A nurse is talking with the partner of a client who has dementia. The client's partner expresses frustration about finding time to manage household responsibilities while caring for their partner. The nurse should identify that the partner is experiencing which of the following types of role-performance stress?
- A. Role ambiguity
- B. Sick role
- C. Role overload
- D. Role conflict
Correct Answer: C
Rationale: The correct answer is C: Role overload. Role overload occurs when an individual feels overwhelmed by the demands of multiple roles, leading to stress and difficulty in managing responsibilities. In this scenario, the partner is struggling to balance caring for their partner with dementia and managing household responsibilities, indicating an excessive workload.
A: Role ambiguity refers to uncertainty about expectations and responsibilities in a role, which is not evident in the scenario.
B: Sick role pertains to the behavior and expectations of individuals who are ill, which is not the focus of the partner's stress.
D: Role conflict involves conflicting demands from different roles, which is not the primary issue in this situation.
A nurse in a provider's office is assessing the deep tendon reflexes of a client. Which of the following images should the nurse identify as indicating the correct technique for eliciting the client's patellar reflex?
- A. Image A: Client sitting with legs dangling over the edge of the table and the examiner tapping below the patella with a reflex hammer.
- B. Image B: Client lying down with legs extended and the examiner tapping above the patella with a reflex hammer.
- C. Image C: Client sitting with legs crossed while the examiner taps the patella with a reflex hammer.
- D. Image D: Client standing with knees slightly bent while the examiner taps the patella with a reflex hammer.
Correct Answer: A
Rationale: The correct answer is A because the image depicts the correct technique for eliciting the patellar reflex. When assessing the patellar reflex, the client should be sitting with their legs dangling over the edge of the table, and the examiner should tap below the patella with a reflex hammer. This position allows for optimal relaxation of the quadriceps muscle and easy access to the patellar tendon, resulting in a more accurate reflex response.
Choice B is incorrect because tapping above the patella can lead to an inaccurate response as it does not target the patellar tendon directly. Choices C and D are incorrect as they involve incorrect client positions that do not facilitate the proper assessment of the patellar reflex.
A nurse is administering 1 L of 0.9% sodium chloride to a client who is postoperative and has fluid volume deficit. Which of the following changes should the nurse identify as an indication that the treatment was successful?

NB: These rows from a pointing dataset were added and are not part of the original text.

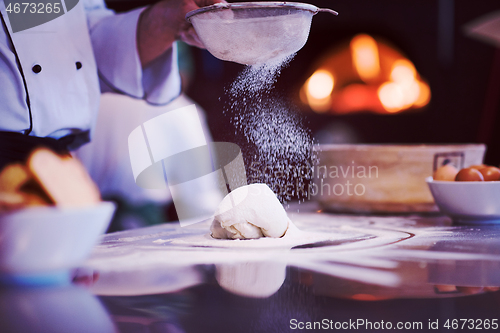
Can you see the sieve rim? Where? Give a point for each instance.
(249, 5)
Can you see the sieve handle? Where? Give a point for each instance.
(327, 10)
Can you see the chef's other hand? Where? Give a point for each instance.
(161, 24)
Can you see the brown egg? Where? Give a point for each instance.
(469, 175)
(447, 172)
(490, 173)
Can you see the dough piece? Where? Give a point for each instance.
(64, 179)
(250, 211)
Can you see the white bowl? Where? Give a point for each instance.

- A. Increase in hematocrit.
- B. Increase in respiratory rate.
- C. Decrease in heart rate.
- D. Decrease in capillary refill time.
Correct Answer: C
Rationale: The correct answer is C: Decrease in heart rate. Administering 0.9% sodium chloride would help rehydrate the client, leading to an increase in blood volume and improved cardiac output. As a result, the heart doesn't have to work as hard, leading to a decrease in heart rate, indicating successful treatment.
Incorrect choices:
A: Increase in hematocrit - This would indicate dehydration, not successful treatment.
B: Increase in respiratory rate - This could be a sign of respiratory distress, not related to fluid volume correction.
D: Decrease in capillary refill time - This could indicate improved peripheral circulation, but not a direct indicator of successful fluid resuscitation.